I litigi tra i familiari cui da mesi si assiste attorno al letto di morte “prenderanno una piega ancora più brutta”, dicono vari analisti. Solo il luogo della sua tomba attirerà milioni di visitatori. Pronti i calchi dell’impronta della sua mano, una linea di vini e vestiti

06 dicembre 2013

In esclusiva da News from Africa
NAIROBI – La ricca eredità che Mandela si è lasciato alle spalle è stata oscurata da faide familiari incessanti, che hanno sollevato dubbi riguardo alle capacità dell’eroe dell’anti-apartheid di tenere insieme la propria famiglia. Analisti ritengono che mentre Mandela è riuscito a tenere insieme il paese e la sua scomparsa possa riaccendere ostilitá raziali ed etniche, egli non sia riuscito a tenere altrettanto unita la propria famiglia, da cui i litigi inscenati sui media mentre, l’estate scorsa, egli giaceva nel proprio letto di una morte che sembrava imminente. 

Edward Kisiangami, analista politico, afferma che se c’è stata una sfera nella quale Mandela ha fallito è stata quella della gestione della propria famiglia. “I litigi a cui abbiamo assistito sono il risultato della sua incapacità di tenere insieme la propria famiglia. Forse ha speso cosí tanto tempo nelle politiche nazionali e nella lotta per la liberazione proprio a spese della famiglia”, afferma Kisiangani, aggiungendo che Mandela non ha preso una saggia decisione divorziando dalla moglie Winnie, che le è stata accanto durante la reclusione.

Opinioni simili sono echeggiate da Joe Oloch, un altro analista politico che sostiene che Mandela ha contribuito alla disintegrazione della famiglia a causa dei suoi numerosi matrimoni. “Ovviamente, alcuni dei figli e dei nipoti si sono sentiti tagliati fuori ed hanno dovuto imporsi, e da ció derivano gli interessi attualmente disputati”, afferma Oloch.

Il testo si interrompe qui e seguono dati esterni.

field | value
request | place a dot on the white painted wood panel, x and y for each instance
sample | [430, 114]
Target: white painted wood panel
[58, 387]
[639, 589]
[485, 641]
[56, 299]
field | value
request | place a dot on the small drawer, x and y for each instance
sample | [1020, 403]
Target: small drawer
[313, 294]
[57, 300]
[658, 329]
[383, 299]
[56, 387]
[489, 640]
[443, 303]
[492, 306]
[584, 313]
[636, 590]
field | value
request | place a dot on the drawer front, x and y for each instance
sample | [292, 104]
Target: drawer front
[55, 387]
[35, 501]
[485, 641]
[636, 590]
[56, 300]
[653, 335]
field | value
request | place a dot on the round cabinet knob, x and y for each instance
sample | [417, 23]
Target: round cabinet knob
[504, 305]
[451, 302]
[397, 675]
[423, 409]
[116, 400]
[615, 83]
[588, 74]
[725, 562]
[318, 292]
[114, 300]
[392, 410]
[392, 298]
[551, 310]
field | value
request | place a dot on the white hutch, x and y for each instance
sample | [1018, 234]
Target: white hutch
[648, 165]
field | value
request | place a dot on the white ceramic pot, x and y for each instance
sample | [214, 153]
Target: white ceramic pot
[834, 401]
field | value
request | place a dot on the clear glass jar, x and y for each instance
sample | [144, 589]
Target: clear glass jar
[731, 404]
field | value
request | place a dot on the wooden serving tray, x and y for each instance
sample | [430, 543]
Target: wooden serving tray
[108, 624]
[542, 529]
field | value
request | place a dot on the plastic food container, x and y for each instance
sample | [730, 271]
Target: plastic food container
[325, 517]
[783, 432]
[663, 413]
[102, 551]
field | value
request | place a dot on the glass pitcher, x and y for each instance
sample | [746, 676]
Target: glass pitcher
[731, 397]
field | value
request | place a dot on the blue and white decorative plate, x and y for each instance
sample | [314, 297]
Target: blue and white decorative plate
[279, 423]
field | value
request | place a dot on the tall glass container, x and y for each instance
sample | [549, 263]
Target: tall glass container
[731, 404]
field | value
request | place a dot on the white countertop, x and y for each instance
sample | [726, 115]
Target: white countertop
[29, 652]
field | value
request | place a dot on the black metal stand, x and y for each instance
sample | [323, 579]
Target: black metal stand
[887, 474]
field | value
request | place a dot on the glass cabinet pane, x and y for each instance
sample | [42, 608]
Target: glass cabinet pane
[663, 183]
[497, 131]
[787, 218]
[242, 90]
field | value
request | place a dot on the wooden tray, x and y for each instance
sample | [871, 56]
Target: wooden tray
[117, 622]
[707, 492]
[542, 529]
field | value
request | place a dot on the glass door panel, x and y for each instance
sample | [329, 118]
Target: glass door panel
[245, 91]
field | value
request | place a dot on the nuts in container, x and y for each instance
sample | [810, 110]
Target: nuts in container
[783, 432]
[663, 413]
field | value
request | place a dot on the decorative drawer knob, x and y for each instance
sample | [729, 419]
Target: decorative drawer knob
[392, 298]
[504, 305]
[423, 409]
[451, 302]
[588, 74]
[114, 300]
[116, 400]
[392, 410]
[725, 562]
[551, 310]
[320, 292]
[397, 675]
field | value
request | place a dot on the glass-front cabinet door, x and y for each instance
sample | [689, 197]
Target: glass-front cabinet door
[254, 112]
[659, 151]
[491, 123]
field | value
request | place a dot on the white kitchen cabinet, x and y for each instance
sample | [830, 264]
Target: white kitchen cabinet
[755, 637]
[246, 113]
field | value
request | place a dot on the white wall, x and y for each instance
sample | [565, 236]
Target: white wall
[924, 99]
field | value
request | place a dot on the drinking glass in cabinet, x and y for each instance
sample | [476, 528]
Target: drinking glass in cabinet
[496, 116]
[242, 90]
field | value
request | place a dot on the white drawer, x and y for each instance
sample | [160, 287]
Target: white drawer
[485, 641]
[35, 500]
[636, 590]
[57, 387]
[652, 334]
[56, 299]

Fra i litigi che hanno causato imbarazzo quando il presidente Barack Obama stava visitando il paese a metà 2013 c’è stata la reinumazione dei tre figli di Mandela nel cimitero di famiglia. Il nipote piú grande di Mandela, Mandla, nel 2011 aveva esumato i corpi da Qunu, dove lo stesso Mandela desiderava esser sepolto. Senza consultare la famiglia, Mandla trasferí i corpi a Mvezo, sperando che anche il nonno venisse sepolto li, contrariamente ai suoi desideri.

L’Arcivescovo in pensione Desmond Tutu, che fu coinvolto nella lotta anti-apartheid con Mandela, ha avvertito la famiglia che in tal modo rischiavano di macchiare l’ereditá dell’icona attraverso i loro disaccordi pubblici. “Per favore, per favore, per favore potremmo non pensare soltanto a noi stessi? È quasi come sputare in faccia a Madiba - aveva detto - La vostra angoscia, ora, è l’angoscia della nazione – e del mondo. Vogliamo abbracciarvi, sostenervi, far brillare il nostro amore per Madiba attraverso di voi. Per favore, potremmo cercare di non infangare il suo nome?”

Ma la veritá è che la famiglia si è battuta per i beni di Mandela anche quando egli era ancora in vita.

Con la sua morte, le dispute familiari sono destinate a prendere una brutta piega, stando alle recenti accuse e contro-accuse fra i membri della famiglia. Secondo la figlia piú grande di Mandela, Makaziwe Mandela, Mandla Mandela è interessato solo ai soldi che verrebbero dal sito della tomba. Ma da parte sua, Mandla afferma che i figli di Mandela sono quelli che lottano per il controllo di compagnie istitutite dal leader anti-apartheid e sono quindi quelli interessati nel denaro. “Questa è la stessa famiglia che ha portato il loro stesso nonno in tribunale per i suoi soldi,” ha detto ai media in Sudafrica.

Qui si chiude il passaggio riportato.